一种新型量子点均相荧光免疫分析方法的建立及其初步应用

A novel method of quantum-dots-based homogenous fluoroimmunoassay is to be established and applied in the one-step detecting AFP in human serum. The phthalocyanine derivative shall be synthesized and used to dye the carboxyl-modified polystyrene microspheres(CPS).This phathalocyanine-dyed CPS will be modified with aminodextran in order to eliminate the non-specific absorption. Such modified CPS works as the donor in the developed system. The phathalocyanine doped in the CPS would activate ambient oxygen in the solution once sensitized by the near-infrared light source. Thereby the singlet oxygen is produced from the donor spheres and diffuses around in the solution. On the other side, thioxene and quantum dots shall be synthesized, respectively and will be doped in the CPS with 1,10-phenanthroline and trioctylphosphine oxide.
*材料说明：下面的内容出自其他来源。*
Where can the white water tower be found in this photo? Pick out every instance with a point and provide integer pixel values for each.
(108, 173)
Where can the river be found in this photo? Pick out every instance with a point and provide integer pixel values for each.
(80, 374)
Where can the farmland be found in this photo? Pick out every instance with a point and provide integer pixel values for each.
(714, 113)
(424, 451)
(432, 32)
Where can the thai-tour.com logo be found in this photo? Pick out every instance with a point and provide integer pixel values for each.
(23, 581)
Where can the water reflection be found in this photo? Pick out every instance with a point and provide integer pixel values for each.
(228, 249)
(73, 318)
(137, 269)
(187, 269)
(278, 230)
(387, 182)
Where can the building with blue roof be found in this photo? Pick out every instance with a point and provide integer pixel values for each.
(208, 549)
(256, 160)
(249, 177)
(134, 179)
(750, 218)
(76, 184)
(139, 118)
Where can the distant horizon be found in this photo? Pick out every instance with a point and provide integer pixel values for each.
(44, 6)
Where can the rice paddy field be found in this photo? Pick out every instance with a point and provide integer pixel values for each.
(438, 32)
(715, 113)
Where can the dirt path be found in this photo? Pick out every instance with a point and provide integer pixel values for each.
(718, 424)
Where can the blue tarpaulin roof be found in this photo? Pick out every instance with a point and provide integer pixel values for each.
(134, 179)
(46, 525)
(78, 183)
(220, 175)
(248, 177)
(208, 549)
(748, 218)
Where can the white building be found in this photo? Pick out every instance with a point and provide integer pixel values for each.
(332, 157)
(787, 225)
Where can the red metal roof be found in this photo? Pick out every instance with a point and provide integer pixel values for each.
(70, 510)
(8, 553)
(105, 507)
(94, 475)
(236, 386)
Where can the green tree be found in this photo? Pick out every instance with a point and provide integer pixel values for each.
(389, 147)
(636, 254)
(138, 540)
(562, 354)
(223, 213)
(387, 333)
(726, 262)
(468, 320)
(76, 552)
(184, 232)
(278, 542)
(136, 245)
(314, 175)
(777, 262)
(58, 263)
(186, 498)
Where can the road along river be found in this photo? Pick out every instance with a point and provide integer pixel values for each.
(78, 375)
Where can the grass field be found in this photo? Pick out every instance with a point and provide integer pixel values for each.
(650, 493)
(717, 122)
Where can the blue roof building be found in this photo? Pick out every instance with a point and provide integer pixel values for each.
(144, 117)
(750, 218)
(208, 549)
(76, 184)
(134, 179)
Such doped modified CPS works as acceptor, where thioxene shall react with the singlet and emits the light with around 340nm. Thereby QDs around the thioxene will emit with around 605nm due to the F?rster resonance energy transfer (FRET) from the thioxene. The donor and acceptor spheres shall be conjugated with two anti-AFP monoclonal antibodies respectively. Then, with double antibodies sandwich mode the mechanism of the efficiencies of singlet oxygen and the FRET are mainly investigated by interactions between two monoclonal antibodies and their corresponding antigen between the donor and acceptor spheres. The issues of highly efficient transfer of singlet oxygen, high efficient RT-FRET, non-specific absorption and spectroscopy between donor and acceptor spheres are solved and optimized by sensitivity, specificity, precision, stability and linear working scales. The preliminary results show that the novel QDs-based immunoassay is feasible and worthy of investigating scientifically with realistic meaning. The most advantages of this QDs-based immunoassay are that the one-step quantitative screening is carried in the homogenous solution without rinsing the free labels and that the signal-noise ratio be enhanced much. This novel method would pave a scientific road for modern immunoassay technology with high speed, high sensitivity, miniaturization and high throughput screening and would be alternative of the traditional clinic diagnosis.

通过检测人血清中甲胎蛋白(AFP),建立一种新型量子点均相荧光免疫分析方法。合成光敏性酞青红、噻吩嗪化合物以及荧光量子点，并将其与天线材料一起分别包埋入微球，制备出感光微球和量子点发光微球。重点研究感光微球与发光微球的单线态氧信号传递效率以及量子点发光微球内部的荧光共振能量转移机制，解决获得高效单线态氧信号传递效率、荧光共振能量转移效率、消除非特异性吸附表面化学等科学技术问题。两微球再分别偶联上AFP的两株单克隆抗体，采用双抗体夹心法模式，从灵敏度、特异度、精密度、线性范围和稳定性等性能指标进行评估优化。初试结果表明，该量子点均相荧光免疫分析方法确实可行，具有极大的理论和现实研究价值。其最大优势是，不需冲洗掉游离标记物，信噪比高。为下一步开发快速便捷、高灵敏度、微量化、多通道、自动化及高通量化的新型免疫学检测试剂提供科学依据，促进现有临床免疫学诊断技术的升级换

目前广泛应用于临床的免疫学检测技术如酶联免疫吸附试验、时间分辨荧光免疫分析等，以微孔板为反应载体，需要洗涤来分离结合标记与游离标记，整个操作过程步骤多、周期长、样品消耗大、不易自动化等缺点。并且该类分析方法因受到背景底色或激发光源的影响，其检测灵敏度并不高，而且检测过程很难实现小型量化、自动化和高通量化。国外厂家凭借其封闭系统或者知识产权等限制使得国内在高端定量免疫学检测技术的发展进展缓慢。为此，本课题建立了一种新型量子点均相荧光免疫分析方法，以适应现代免疫分析技术的发展需求。研究内容主要包括：发光微球的制备；发光微球内部的荧光能量转移；感光微球制备与感光/发光微球的表面化学；新型量子点均相荧光免疫分析方法的建立。本课题成功建立了一种量子点均相免疫分析方法，并用于AFP的检测。经过优化后，该方法分析灵敏度达到0.0911 IU/mL,线性范围为1~1000 IU/mL，精密度分析内、分析间CV均小于10%。发表SCI文章3篇，申请专利2项，培养研究生2名。课题的研究为下一步开发快速便捷、高灵敏度、微量化、多通道、自动化及高通量化的新型免疫学检测试剂提供科学依据，促进现有临床免疫学诊断技术的升级换代。